Employee Ownership Trusts: How to navigate the HMRC tax clearance process

From a tax perspective, the EOT tax clearance process is very important but relatively straight forward once the structure and EOT objective is clear. In our experience, HMRC typically approves these in 3-4  weeks (although, it can be up to 6 weeks) with clearance subject to the conditions being met. 

The more complicated and lengthy process is the discussions with management and employees and the setup of an EOT structure, which needs to take place well in advance of HMRC clearance application. 

Key things to agree on before the tax clearance application: 

What is the commercial purpose of an EOT? 

  • What proportion of the company’s shares will the EOT acquire? 51%, 100% or somewhere between, if you’re seeking capital gains tax exemption for the sellers? 
  • Who will be managing the EOT as Trustees? 
  • What is the value of shares to be sold? 
  • What is the market value of the company? 
  • How will the share purchase be funded? 
  • How many years will it take to repay? 

When thinking about these questions, don’t forget: 

  • An independent valuation report will help to establish the market value and avoid any tax complications on the sale of the shares for the shareholder
  • A robust financial model provides comfort that the business will be able to finance the purchase obligations entered into by the EOT
  • The EOT structure is crucial to avoid any personal liabilities falling on the trustees of the EOT.

For a tax clearance, the most important question is what is the primary motivation for the EOT? This is something the owners of the company and the advisors need to be clear about.

The lawyers and the accountants will be on hand to help with an independent valuation of the company, financial models, legal documentation and other supporting documentation. Still, the business owner needs to decide why they are doing this and how involved they would like to be in the business once the controlling interest is sold to an EOT. The driving reason for the EOT establishment will make or break an HMRC tax clearance application. 

What is the anti-avoidance provision that clearance is sought for, and why is it so important for an EOT? 

The anti-avoidance provision that applies here is called ‘transaction in securities’, and it potentially applies as the share sale by the shareholder(s) can be seen as a “disguised distribution”. Thus, getting clearance for an EOT transaction is important to ensure the provision doesn’t apply. 

Why is it important? 

It is important as it avoids any potential argument over the profit and loss account reserves, which could otherwise have been paid as a dividend.

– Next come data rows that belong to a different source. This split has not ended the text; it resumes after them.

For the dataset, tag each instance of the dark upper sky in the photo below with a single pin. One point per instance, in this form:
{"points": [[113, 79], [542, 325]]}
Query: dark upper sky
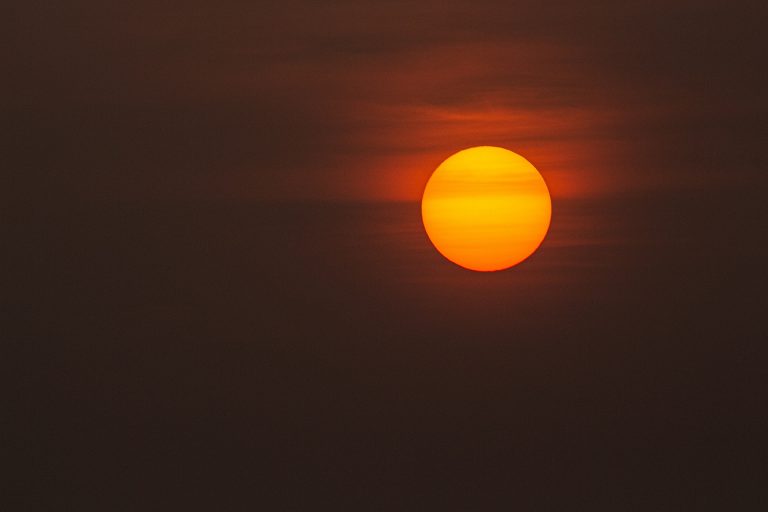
{"points": [[213, 302], [361, 100]]}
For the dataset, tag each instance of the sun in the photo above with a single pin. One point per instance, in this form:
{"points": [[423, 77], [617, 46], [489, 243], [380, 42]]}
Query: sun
{"points": [[486, 208]]}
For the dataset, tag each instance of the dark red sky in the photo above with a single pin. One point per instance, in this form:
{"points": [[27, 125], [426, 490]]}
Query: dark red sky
{"points": [[219, 294], [361, 100]]}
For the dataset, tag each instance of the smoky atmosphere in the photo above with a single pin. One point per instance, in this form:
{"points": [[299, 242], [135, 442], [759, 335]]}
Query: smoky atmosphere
{"points": [[228, 285]]}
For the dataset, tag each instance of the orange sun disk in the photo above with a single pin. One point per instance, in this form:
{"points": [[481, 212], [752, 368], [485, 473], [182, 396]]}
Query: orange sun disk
{"points": [[486, 208]]}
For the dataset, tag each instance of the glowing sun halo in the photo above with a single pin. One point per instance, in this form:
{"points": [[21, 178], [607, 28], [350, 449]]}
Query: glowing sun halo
{"points": [[486, 208]]}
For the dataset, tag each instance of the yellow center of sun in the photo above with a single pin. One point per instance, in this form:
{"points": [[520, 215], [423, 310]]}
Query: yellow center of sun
{"points": [[486, 208]]}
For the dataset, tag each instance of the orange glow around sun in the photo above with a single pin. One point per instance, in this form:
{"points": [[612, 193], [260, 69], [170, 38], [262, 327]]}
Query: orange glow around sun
{"points": [[486, 208]]}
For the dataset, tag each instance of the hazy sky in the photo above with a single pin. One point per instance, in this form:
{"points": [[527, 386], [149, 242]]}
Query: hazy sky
{"points": [[361, 100], [184, 329]]}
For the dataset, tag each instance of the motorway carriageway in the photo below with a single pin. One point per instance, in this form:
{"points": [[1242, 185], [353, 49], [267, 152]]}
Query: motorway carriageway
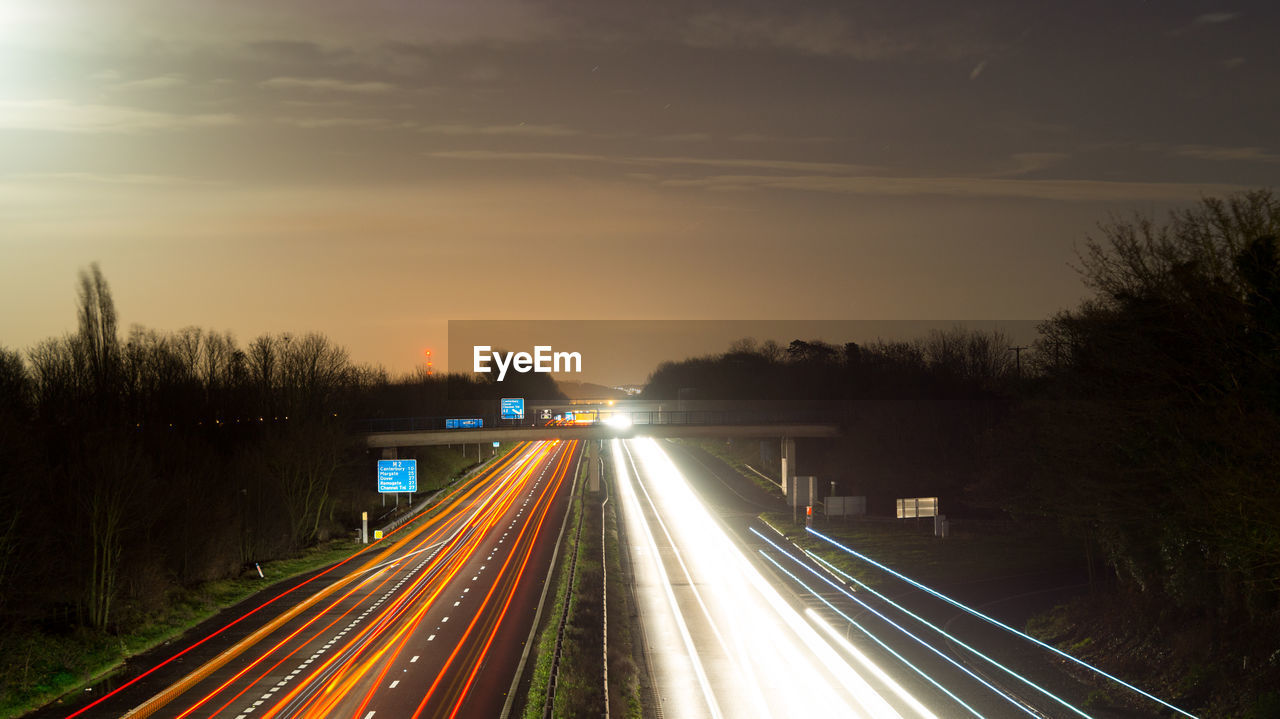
{"points": [[721, 640], [434, 624]]}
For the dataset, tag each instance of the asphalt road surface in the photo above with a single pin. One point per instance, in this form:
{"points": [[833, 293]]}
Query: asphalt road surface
{"points": [[429, 622]]}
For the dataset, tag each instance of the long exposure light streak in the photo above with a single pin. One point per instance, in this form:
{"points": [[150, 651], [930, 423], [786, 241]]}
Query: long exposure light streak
{"points": [[798, 672], [1001, 624]]}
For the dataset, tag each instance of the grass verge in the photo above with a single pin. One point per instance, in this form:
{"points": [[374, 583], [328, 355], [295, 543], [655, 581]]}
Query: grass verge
{"points": [[39, 665], [912, 549], [744, 457]]}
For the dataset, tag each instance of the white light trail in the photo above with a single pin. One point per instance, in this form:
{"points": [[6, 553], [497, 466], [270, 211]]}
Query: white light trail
{"points": [[772, 651], [918, 640], [1001, 624]]}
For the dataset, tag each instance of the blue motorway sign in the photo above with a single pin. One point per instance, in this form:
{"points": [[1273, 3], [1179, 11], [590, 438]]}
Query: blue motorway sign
{"points": [[512, 407], [397, 475]]}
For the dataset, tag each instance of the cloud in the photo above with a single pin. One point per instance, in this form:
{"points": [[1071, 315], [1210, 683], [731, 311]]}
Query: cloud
{"points": [[158, 82], [64, 115], [1215, 18], [840, 178], [826, 35], [320, 123], [684, 137], [103, 178], [780, 165], [758, 137], [1224, 154], [522, 129], [327, 85], [1072, 191]]}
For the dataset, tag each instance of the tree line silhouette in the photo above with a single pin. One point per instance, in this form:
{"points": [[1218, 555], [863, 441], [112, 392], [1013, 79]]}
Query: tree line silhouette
{"points": [[1144, 421], [140, 463]]}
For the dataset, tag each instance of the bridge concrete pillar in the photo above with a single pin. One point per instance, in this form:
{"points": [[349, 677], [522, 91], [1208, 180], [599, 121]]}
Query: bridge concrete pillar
{"points": [[593, 461], [789, 466]]}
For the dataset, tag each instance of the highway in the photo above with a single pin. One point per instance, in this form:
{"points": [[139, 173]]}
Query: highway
{"points": [[721, 640], [433, 621], [739, 622]]}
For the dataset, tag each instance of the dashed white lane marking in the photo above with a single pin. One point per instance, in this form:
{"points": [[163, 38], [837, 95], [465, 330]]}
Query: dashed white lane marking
{"points": [[350, 627]]}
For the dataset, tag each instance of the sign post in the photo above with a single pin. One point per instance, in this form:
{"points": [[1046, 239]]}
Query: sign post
{"points": [[512, 407], [397, 475]]}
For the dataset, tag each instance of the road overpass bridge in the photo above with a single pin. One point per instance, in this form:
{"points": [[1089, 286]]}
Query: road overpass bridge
{"points": [[393, 434]]}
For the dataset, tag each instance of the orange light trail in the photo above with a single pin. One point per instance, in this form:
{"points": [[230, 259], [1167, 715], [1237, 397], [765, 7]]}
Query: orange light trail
{"points": [[421, 531], [547, 495], [343, 672]]}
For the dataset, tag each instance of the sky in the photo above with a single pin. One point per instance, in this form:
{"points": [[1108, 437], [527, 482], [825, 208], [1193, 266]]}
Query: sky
{"points": [[375, 169]]}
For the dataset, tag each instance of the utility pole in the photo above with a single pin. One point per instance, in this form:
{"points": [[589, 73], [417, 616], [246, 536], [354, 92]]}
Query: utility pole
{"points": [[1018, 353]]}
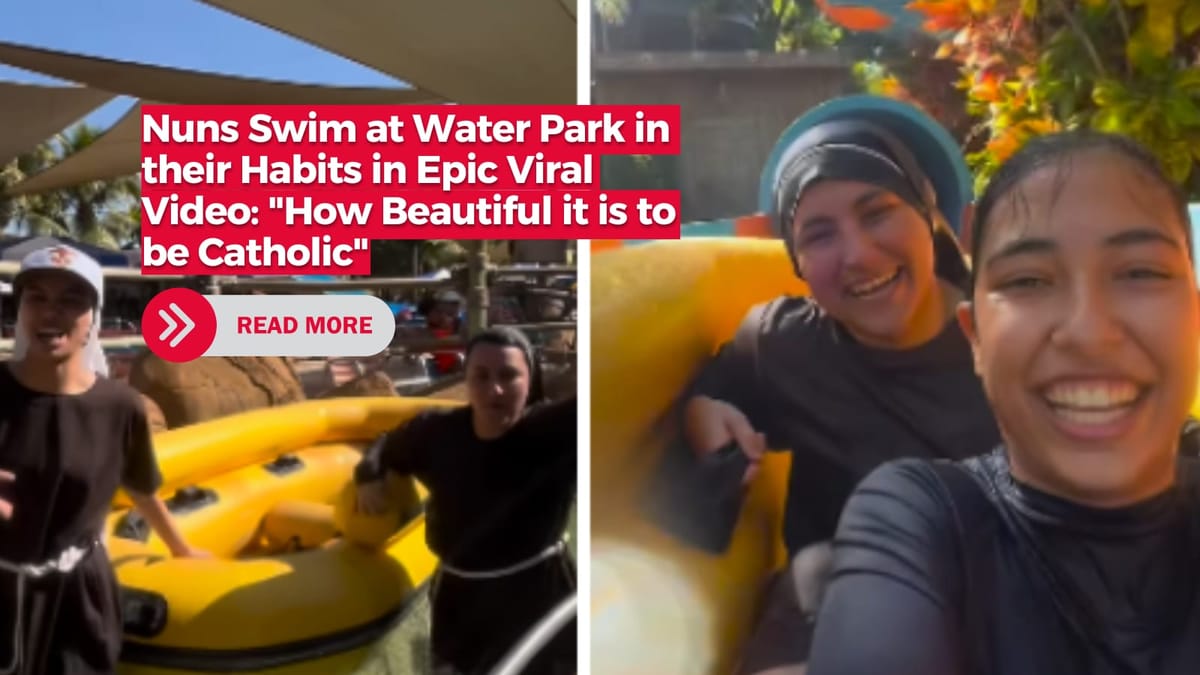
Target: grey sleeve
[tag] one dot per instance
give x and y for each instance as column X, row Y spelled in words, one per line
column 889, row 605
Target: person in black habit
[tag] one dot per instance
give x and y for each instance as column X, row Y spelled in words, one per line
column 502, row 476
column 69, row 437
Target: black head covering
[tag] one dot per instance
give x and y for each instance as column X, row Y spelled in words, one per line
column 865, row 153
column 508, row 336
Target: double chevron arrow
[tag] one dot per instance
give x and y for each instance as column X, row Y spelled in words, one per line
column 189, row 324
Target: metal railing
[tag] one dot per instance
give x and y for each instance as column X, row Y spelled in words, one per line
column 538, row 637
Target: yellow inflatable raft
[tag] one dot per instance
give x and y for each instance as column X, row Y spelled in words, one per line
column 659, row 310
column 270, row 493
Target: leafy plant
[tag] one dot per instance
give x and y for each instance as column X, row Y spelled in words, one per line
column 1032, row 66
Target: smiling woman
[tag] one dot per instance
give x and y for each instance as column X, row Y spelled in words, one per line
column 1072, row 548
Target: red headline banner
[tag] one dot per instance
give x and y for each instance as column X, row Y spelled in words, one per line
column 286, row 189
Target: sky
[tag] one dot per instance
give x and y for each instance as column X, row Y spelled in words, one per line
column 184, row 34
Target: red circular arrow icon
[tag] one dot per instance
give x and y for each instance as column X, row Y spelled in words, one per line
column 179, row 324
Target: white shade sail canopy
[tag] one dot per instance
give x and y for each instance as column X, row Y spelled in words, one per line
column 477, row 52
column 31, row 113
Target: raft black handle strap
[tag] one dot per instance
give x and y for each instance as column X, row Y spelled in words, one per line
column 283, row 465
column 186, row 500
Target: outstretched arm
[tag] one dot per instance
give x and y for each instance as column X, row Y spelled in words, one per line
column 141, row 478
column 891, row 605
column 155, row 511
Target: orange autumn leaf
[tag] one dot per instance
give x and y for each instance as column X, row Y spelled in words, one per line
column 1005, row 145
column 891, row 87
column 987, row 88
column 1041, row 126
column 855, row 18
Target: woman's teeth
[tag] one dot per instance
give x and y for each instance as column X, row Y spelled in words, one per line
column 874, row 285
column 1092, row 404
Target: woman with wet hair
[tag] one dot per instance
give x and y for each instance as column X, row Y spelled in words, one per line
column 1073, row 547
column 502, row 476
column 69, row 438
column 870, row 366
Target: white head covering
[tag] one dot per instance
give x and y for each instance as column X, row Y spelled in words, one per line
column 76, row 262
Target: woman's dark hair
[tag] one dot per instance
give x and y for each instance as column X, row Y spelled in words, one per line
column 1055, row 149
column 507, row 336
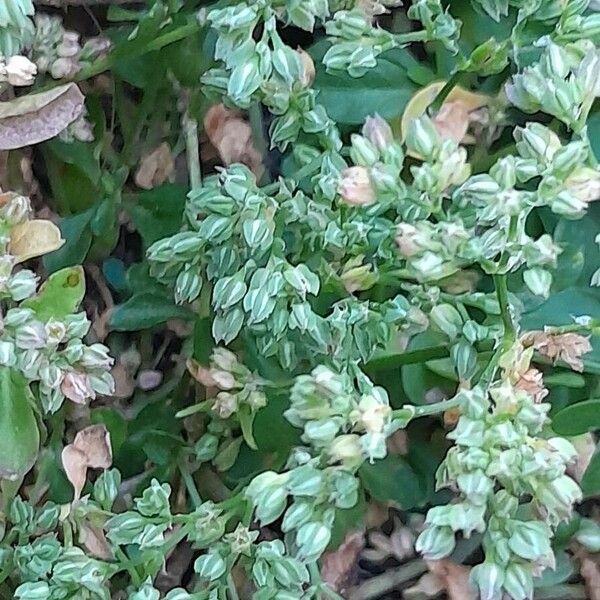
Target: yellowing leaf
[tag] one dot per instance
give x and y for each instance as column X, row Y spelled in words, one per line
column 454, row 112
column 34, row 238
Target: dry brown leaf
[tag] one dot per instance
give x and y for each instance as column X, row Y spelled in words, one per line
column 337, row 566
column 231, row 135
column 454, row 578
column 155, row 168
column 590, row 571
column 34, row 238
column 567, row 347
column 90, row 450
column 95, row 542
column 532, row 382
column 38, row 117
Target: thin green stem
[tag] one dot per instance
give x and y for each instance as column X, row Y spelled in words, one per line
column 190, row 128
column 106, row 62
column 431, row 409
column 500, row 282
column 190, row 484
column 421, row 355
column 129, row 566
column 445, row 91
column 411, row 36
column 231, row 589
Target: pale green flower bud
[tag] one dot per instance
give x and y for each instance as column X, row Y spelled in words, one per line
column 489, row 579
column 31, row 336
column 421, row 137
column 568, row 205
column 206, row 447
column 518, row 581
column 8, row 356
column 447, row 319
column 312, row 539
column 296, row 515
column 537, row 141
column 210, row 566
column 538, row 281
column 346, row 449
column 355, row 186
column 435, row 542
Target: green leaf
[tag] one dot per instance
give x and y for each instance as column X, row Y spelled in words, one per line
column 60, row 295
column 385, row 90
column 77, row 233
column 19, row 434
column 393, row 479
column 145, row 310
column 157, row 213
column 577, row 418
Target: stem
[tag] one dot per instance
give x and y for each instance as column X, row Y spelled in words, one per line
column 432, row 409
column 129, row 566
column 509, row 336
column 303, row 172
column 411, row 36
column 416, row 356
column 190, row 128
column 233, row 595
column 190, row 484
column 445, row 91
column 106, row 62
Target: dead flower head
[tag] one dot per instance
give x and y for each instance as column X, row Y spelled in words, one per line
column 90, row 449
column 566, row 347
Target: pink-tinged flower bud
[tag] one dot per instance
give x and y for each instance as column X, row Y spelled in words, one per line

For example, if a company with small retail shops has recently sold 9 out of 10 shops, and with the one remaining trading shop applied for clearance to sell shares to an EOT, it would probably not get clearance because the profit made on the sale of the shops could have been distributed as dividends rather than to finance an EOT, with an objective to get 0% CGT. HMRC could see this as an example of tax avoidance that has no main benefit for the company or its employees. 

The government encourages companies and their shareholders to consider setting up an EOT through the application of significant tax benefits. Still, with the risk of future CGT increase in rates, this will certainly attract speculative applications. That is why an advance clearance is recommended before setting up an EOT to ensure the success of the scheme and benefits of the tax reliefs. 

We always recommend that you seek advice from a suitably qualified adviser before taking any action. The information in this article only serves as a guide and no responsibility for loss occasioned by any person acting or refraining from action as a result of this material can be accepted by the authors or the firm.